裁判字號:臺灣花蓮地方法院101年易字第411號刑事判決
裁判日期:民國102年02月18日
裁判案由:恐嚇等
臺灣花蓮地方法院刑事判決101年度易字第411號公訴人臺灣花蓮地方法院檢察署檢察官被告張立名
劉先鵬共同選任辯護人曾泰源律師上列被告等因恐嚇等案件,經檢察官提起公訴(101年度偵字第1634號、101年度偵緝字第194號),本院判決如下:
主文張立名犯恐嚇危害安全罪,處有期徒刑肆月,如易科罰金,以新臺幣壹仟元折算壹日。
張立名被訴於民國一百年三月八日與劉先鵬共同犯恐嚇危害安全、強制等罪部分無罪。
劉先鵬無罪。
事實
一、緣張立名之友人劉先鵬前認借款 尹孏婷 (即起訴書誤載之尹蘭婷),而於尹孏婷被訴業務侵占罪之審理期間(案經本院於民國97年8月20日以96年度訴字第64號判決判處有期徒刑
1年6月,減為有期徒刑9月,經尹孏婷上訴後以97年度上易字第159號繫屬臺灣高等法院花蓮分院,嗣經撤回上訴確定),對尹孏婷提起刑事附帶民事訴訟(以99年度附民字第27號繫屬臺灣高等法院花蓮分院),雙方於99年6月1日同意由尹孏婷支付劉先鵬新臺幣(下同)200萬元及自93年10月16日起至清償日止按年息5%計算之利息等條件而成立和解,詎其後尹孏婷入監服刑且不願付款,劉先鵬乃約同張立名尋得當時於借貸過程中曾陪同尹孏婷洽談及收受款項之配偶 曾子忠 (98年8月17日更名前為 楊富田 、101年2月16日更名前為 楊子忠 ),於100年3月8日晚間,在曾子忠擔任貨運司機之花蓮縣○○鄉○○路○○○號富誠貨運公司辦公室內,與曾子忠約定自100年3月10日起按月歸還3萬元直至同年7月10日,再償還尹孏婷積欠之債務及所生費用之總額28
0萬元,曾子忠並簽發到期日分別為100年3月10日、4月10日、5月10日、6月10日、7月10日,而面額均為3萬元之本票共5張,以及到期日為100年8月1日、面額為280萬元之本票1張(此部分張立名、劉先鵬等人被訴強制罪部分詳後述)。

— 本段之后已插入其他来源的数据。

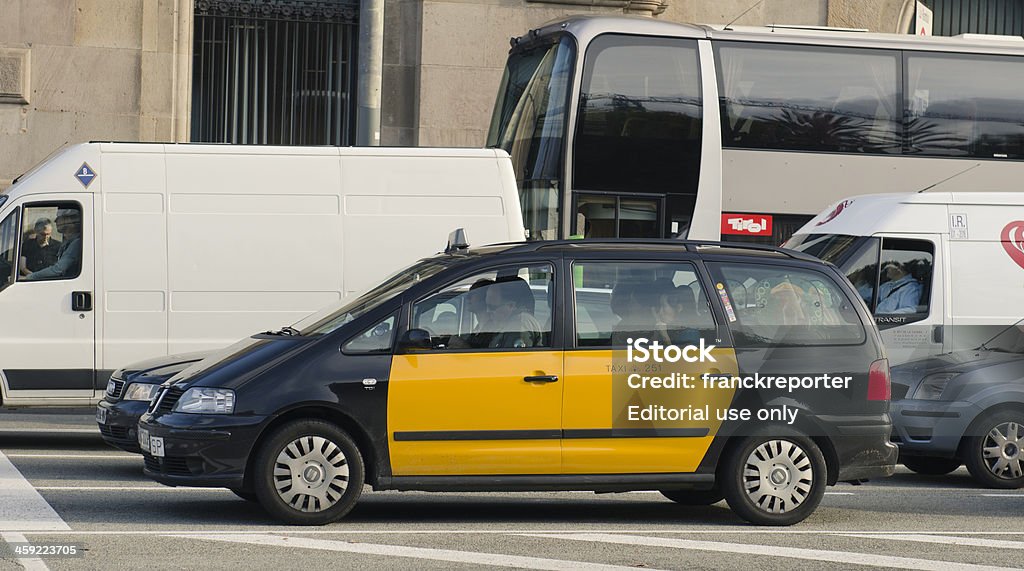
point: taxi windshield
(353, 306)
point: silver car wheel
(311, 474)
(1001, 451)
(778, 476)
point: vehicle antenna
(949, 178)
(756, 4)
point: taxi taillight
(879, 387)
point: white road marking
(76, 456)
(944, 539)
(22, 509)
(126, 488)
(450, 556)
(27, 563)
(851, 558)
(4, 430)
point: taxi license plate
(157, 445)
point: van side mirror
(416, 340)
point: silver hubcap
(311, 474)
(778, 476)
(1003, 451)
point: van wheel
(308, 473)
(775, 479)
(694, 497)
(930, 466)
(993, 455)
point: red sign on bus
(747, 224)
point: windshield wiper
(286, 331)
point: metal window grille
(951, 17)
(274, 72)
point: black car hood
(235, 364)
(159, 368)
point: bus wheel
(994, 456)
(308, 473)
(929, 466)
(694, 497)
(774, 479)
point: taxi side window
(663, 301)
(507, 308)
(377, 339)
(904, 276)
(769, 305)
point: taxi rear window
(775, 305)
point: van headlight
(203, 400)
(141, 391)
(933, 385)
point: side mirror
(416, 340)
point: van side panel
(247, 249)
(987, 284)
(131, 276)
(435, 195)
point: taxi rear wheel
(774, 478)
(308, 473)
(694, 497)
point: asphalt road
(95, 499)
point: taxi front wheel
(776, 477)
(308, 473)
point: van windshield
(336, 315)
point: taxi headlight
(203, 400)
(141, 391)
(933, 385)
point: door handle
(81, 301)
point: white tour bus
(941, 271)
(113, 253)
(634, 127)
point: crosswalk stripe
(944, 539)
(851, 558)
(22, 509)
(450, 556)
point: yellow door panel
(597, 401)
(473, 413)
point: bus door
(47, 342)
(602, 215)
(909, 297)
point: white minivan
(941, 271)
(113, 253)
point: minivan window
(334, 316)
(507, 308)
(8, 248)
(663, 301)
(770, 305)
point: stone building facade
(74, 71)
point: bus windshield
(529, 122)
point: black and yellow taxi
(704, 370)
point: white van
(941, 271)
(186, 248)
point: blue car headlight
(204, 400)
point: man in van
(70, 256)
(901, 294)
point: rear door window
(663, 301)
(768, 305)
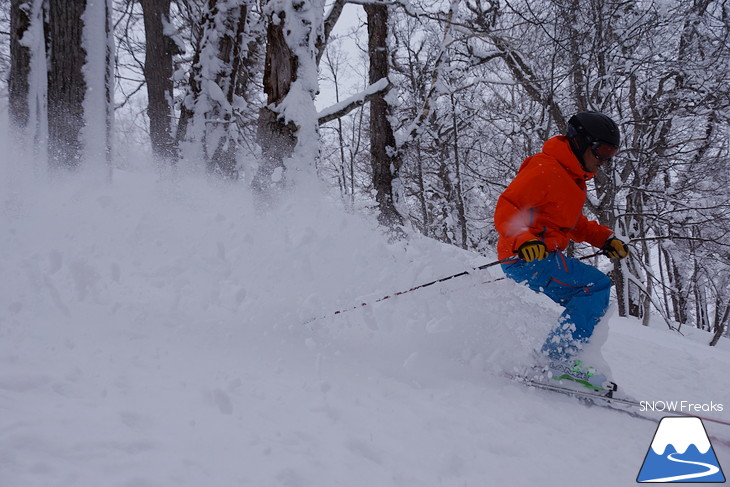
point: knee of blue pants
(583, 311)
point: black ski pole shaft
(431, 283)
(420, 286)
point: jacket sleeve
(518, 206)
(591, 232)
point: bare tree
(66, 82)
(294, 32)
(384, 157)
(20, 59)
(158, 69)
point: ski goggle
(604, 152)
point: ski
(588, 397)
(625, 405)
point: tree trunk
(66, 83)
(158, 70)
(20, 58)
(276, 138)
(293, 34)
(384, 158)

張立名見曾子忠雖按月償還本票債務至100年
7月,然於100年7月12日尹孏婷前揭業務侵占案件執行完畢釋放後即避不見面,又因認尹孏婷恐嚇劉先鵬,故除發送簡訊辱罵曾子忠,要求處理債務,並稱將尋找曾子忠所在,尚表示將至法院循法律途徑處理而行使債權人之權利外,竟基於恐嚇之犯意,於100年8月1日起至同月16日,駕駛汽車行經花蓮縣花蓮市區內不特定地點時,使用分別登記為其母親 邱桂英 所有門號0000-000000號行動電話以及登記為其子 張瑄恩 所有門號0000-000000號行動電話,接續傳送「幹,每次約我都給我虎爛,讓我們等,你等法院通知,人不要被我們碰到」(100年8月1日凌晨1時24分許)、「你哥被抓,現在換你,給我虎濫,又讓你老婆跟劉兄說要叫兄弟,要他小心!等我找到你們,看是誰要小心,幹!」(100年8月1日晚上7時4分許)、「幹,你繼續再開機、關機就好,小弟每天找你們的費用,一樣跟你們算!欠錢再兇吧,只會欺侮劉兄他們夫妻,不處理就繼續躲!」(100年8月2日凌晨0時45分許)、「你們不處理,出門小心點,我們在你們住的地方等你們,被我朋友帶來,就全部處理!幹..我看你們能躲多久,欠錢還耍狠」(100年8月2日晚上11時3分許)、「這次朋友來找你們,沒情可講,你們試試看我是不是說假的!對你太好,讓你虎爛我,徵詢、法院費用你們跟我朋友算!」(100年8月13日晚上7時18分許)、「看在你 尤董 面子上,最後給你們一次機會,你自己跟他聯絡,你們的資料、住處我都知道,我給我兄弟處理,就無情可談!給你一星期時間,不然你們就繼續躲」(100年
8月16日下午3時58分許)等足使一般人理解若未清償債務,又遲不處理,則可能遭對方糾眾尋找,無論在法院或他處遇到,均將導致生命、身體、自由受害等加害內容之簡訊至楊子忠持用之門號0000-000000號行動電話,而以此等惡害恫嚇曾子忠,使曾子忠先後在其當時位在花蓮縣吉安鄉太昌村租屋處收受上開恐嚇內容之簡訊後,心生畏懼,致生危害於安全。其間,曾子忠曾於100年8月4日報警處理,因而查獲。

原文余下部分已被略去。